3.1 Effect of ROS quenching on cyanobacterial cell growth in co-culture system
With the potential to react with biomolecules including nucleic acids, proteins and lipids, ROS can cause oxidative stress to cells, leading to cellular damage 32. Previous studies pointed to the possibility that heterotrophic bacteria can remove ROS in medium to improve cell growth of cyanobacteria in co-culture system, eventually enhancing the stability of co-culture system 13, 14. To verify this hypothesis, ascorbic acid was added into CoBG-11 medium to decrease ROS generation through directly scavenge O2•‐, •OH and reduce H2O2 to water 33. Different concentrations of ascorbic acid, 0.1 mM, 1 mM, 2 mM were added into pure cultural SynechococcuscscB+ respectively in CoBG-11 34, 35, the analysis showed that SynechococcuscscB+ grew better with additional 1 mM ascorbic acid in CoBG-11 compared with 0.1 mM ascorbic acid supplementation, while cell growth was inhibited after three days when supplemented 2 mM ascorbic acid (Fig. 1A).
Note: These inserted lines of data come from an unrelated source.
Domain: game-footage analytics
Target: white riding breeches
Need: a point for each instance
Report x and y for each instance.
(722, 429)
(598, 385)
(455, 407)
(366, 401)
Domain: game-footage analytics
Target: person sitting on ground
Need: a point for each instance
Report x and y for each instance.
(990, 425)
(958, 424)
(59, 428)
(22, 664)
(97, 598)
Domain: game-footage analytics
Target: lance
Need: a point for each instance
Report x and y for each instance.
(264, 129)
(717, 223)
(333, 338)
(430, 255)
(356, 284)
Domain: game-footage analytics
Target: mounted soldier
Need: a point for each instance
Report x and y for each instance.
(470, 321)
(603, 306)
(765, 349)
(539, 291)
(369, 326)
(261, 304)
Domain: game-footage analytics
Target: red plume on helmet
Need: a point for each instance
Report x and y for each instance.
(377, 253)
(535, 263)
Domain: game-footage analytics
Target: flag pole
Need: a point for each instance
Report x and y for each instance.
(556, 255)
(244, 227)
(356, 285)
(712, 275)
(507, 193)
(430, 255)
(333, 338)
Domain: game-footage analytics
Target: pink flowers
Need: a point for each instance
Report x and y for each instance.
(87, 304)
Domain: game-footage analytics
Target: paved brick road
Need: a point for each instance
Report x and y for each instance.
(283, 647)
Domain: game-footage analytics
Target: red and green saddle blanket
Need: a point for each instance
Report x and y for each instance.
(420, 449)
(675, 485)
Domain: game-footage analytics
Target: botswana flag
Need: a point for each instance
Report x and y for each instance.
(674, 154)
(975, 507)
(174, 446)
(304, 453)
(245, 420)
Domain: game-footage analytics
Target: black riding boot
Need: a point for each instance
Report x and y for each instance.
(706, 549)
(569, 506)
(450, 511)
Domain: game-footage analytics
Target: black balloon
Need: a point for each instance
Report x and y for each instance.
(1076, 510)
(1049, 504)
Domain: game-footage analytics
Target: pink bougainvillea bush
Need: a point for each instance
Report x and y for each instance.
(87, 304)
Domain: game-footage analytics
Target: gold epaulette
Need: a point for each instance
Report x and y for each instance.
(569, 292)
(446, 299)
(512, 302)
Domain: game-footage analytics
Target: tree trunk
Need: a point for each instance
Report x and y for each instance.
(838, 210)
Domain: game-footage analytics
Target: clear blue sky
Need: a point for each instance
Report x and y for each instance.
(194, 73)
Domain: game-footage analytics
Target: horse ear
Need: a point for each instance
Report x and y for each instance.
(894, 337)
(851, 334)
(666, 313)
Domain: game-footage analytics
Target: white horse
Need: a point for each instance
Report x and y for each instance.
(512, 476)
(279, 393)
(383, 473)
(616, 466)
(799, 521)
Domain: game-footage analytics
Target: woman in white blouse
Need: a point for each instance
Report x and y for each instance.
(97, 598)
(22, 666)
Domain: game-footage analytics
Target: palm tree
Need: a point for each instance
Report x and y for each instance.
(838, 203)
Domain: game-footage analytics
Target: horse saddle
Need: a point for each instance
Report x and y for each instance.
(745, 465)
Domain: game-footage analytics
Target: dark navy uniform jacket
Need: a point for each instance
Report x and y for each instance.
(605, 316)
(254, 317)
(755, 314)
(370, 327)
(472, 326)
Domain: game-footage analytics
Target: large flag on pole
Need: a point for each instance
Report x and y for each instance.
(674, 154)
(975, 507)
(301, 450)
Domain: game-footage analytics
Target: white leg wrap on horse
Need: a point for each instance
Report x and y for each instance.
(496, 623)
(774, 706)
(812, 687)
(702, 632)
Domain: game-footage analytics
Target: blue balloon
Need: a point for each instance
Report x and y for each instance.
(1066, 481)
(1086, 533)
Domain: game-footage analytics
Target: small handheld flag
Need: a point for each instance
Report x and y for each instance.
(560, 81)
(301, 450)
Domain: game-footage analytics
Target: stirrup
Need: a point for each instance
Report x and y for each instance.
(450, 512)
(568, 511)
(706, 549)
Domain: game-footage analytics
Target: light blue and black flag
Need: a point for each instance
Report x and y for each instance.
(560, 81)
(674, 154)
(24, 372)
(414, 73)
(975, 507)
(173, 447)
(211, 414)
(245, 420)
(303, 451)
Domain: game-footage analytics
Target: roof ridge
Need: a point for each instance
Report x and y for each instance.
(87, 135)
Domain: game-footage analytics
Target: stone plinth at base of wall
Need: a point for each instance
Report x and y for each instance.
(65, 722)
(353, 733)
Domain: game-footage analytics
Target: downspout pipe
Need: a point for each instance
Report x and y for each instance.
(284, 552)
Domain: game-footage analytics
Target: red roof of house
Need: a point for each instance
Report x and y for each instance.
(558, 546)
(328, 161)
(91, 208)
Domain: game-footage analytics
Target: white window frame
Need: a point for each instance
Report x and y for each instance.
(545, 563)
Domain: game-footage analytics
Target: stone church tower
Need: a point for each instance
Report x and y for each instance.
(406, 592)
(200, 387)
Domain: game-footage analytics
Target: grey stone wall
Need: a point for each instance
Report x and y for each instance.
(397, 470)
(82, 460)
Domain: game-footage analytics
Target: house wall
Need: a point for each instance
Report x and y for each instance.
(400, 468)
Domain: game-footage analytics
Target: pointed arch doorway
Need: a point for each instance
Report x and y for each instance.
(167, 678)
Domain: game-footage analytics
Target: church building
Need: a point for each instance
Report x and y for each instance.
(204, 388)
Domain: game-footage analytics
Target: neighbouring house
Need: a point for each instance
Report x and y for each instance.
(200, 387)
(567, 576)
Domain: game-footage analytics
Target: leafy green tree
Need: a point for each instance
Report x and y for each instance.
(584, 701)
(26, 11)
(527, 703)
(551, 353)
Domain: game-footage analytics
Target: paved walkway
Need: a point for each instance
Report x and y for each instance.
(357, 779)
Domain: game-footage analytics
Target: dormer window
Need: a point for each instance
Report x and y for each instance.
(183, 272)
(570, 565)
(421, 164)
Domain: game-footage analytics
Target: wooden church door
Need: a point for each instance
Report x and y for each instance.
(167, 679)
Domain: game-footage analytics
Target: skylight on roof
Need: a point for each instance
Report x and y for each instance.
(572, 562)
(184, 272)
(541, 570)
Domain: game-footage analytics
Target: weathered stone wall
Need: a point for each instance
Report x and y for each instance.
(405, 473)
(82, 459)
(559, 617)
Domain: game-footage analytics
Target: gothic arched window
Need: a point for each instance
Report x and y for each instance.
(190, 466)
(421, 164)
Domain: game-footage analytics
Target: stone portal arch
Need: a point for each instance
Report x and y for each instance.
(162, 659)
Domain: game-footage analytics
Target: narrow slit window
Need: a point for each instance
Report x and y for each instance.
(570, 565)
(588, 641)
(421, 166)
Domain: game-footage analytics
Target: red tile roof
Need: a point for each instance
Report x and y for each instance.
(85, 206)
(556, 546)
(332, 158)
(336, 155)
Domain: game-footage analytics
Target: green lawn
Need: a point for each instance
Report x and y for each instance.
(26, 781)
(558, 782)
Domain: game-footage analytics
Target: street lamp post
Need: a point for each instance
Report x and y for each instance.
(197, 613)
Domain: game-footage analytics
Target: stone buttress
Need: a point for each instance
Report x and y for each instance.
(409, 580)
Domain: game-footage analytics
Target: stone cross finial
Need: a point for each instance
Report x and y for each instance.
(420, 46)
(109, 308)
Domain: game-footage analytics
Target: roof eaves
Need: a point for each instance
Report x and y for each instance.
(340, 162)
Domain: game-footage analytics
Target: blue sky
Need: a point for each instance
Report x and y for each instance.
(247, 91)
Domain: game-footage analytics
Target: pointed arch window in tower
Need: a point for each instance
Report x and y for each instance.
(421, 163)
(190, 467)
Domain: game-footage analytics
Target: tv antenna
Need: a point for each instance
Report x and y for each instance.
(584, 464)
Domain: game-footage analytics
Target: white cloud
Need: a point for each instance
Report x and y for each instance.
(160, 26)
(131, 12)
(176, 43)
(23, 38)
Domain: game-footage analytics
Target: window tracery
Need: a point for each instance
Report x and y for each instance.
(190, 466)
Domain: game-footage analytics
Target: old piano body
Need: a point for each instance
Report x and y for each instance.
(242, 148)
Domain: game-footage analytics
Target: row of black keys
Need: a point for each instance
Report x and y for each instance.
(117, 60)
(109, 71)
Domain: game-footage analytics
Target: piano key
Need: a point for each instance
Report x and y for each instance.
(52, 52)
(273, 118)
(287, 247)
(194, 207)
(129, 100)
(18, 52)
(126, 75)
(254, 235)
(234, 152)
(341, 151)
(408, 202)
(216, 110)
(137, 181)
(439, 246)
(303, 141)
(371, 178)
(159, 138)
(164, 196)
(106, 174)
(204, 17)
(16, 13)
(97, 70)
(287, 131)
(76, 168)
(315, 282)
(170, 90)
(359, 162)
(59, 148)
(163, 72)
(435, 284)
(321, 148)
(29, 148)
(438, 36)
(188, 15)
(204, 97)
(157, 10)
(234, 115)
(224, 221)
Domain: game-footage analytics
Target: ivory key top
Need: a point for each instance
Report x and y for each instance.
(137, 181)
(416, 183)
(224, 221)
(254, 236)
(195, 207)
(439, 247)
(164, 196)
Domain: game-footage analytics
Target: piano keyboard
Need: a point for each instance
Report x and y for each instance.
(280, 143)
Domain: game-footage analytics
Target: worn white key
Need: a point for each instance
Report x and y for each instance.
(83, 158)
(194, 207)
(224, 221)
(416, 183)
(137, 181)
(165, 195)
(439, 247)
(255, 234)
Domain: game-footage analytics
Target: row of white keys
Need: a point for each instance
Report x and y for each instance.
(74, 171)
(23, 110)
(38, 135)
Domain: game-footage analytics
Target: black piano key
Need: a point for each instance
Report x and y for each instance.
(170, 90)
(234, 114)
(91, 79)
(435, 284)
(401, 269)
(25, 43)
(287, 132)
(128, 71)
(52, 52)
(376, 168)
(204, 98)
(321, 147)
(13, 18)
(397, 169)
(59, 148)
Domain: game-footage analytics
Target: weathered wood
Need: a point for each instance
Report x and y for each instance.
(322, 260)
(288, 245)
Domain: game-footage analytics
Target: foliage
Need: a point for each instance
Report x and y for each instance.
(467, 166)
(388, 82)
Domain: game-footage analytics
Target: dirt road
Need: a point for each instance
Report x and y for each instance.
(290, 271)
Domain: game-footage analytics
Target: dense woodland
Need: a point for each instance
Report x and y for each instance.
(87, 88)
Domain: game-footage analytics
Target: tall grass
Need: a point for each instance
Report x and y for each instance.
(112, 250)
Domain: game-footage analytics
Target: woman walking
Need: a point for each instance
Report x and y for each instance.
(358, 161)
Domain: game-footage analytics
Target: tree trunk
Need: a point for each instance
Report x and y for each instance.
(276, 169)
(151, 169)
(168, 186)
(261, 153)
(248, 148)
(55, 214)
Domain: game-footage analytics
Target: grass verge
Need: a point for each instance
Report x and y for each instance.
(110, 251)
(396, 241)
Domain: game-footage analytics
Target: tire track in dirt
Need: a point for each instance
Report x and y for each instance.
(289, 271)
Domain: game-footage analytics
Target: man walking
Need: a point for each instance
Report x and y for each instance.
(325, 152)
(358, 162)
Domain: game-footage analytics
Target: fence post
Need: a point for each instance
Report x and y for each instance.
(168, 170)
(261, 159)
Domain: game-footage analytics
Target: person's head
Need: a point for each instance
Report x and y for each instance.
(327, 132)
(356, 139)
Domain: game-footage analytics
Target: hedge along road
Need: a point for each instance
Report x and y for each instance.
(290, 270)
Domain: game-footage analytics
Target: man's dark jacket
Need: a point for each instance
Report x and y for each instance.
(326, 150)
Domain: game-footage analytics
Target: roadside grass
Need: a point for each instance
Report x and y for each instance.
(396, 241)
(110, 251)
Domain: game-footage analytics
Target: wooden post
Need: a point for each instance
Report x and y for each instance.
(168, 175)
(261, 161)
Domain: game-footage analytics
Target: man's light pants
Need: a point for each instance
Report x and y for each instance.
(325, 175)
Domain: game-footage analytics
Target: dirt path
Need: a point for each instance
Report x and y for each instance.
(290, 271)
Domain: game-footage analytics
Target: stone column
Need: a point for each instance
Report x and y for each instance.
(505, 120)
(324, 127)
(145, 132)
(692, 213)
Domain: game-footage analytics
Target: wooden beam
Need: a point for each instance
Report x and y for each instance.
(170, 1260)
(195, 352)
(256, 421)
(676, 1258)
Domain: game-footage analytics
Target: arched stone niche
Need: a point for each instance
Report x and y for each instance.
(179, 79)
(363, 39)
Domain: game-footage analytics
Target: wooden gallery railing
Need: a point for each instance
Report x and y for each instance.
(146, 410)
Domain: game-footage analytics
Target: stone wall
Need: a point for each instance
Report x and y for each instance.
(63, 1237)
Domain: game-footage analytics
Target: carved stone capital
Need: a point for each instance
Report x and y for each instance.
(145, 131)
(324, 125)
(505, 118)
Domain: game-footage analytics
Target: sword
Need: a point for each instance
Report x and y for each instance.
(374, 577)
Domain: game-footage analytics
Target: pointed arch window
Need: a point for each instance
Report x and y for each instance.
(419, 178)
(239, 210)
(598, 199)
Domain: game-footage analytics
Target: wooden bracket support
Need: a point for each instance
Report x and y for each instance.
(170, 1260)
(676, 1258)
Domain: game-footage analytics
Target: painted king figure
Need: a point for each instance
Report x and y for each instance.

Consistently, the analysis showed that H2O2 content was significantly decreased with ascorbic acid added (Fig. 1B); however, it is unclear why the cells growth was arrested when 2 mM supplementary ascorbic acid led to almost no detectable H2O2 at 4 days. More importantly, although cyanobacterial growth was obviously improved with additional 1 mM ascorbic acid under pure culture, cyanobacterial growth was still slower than that in co-culture with E. coli, suggesting that the better growth of SynechococcuscscB+ might be caused by other factors more than just ROS quenching.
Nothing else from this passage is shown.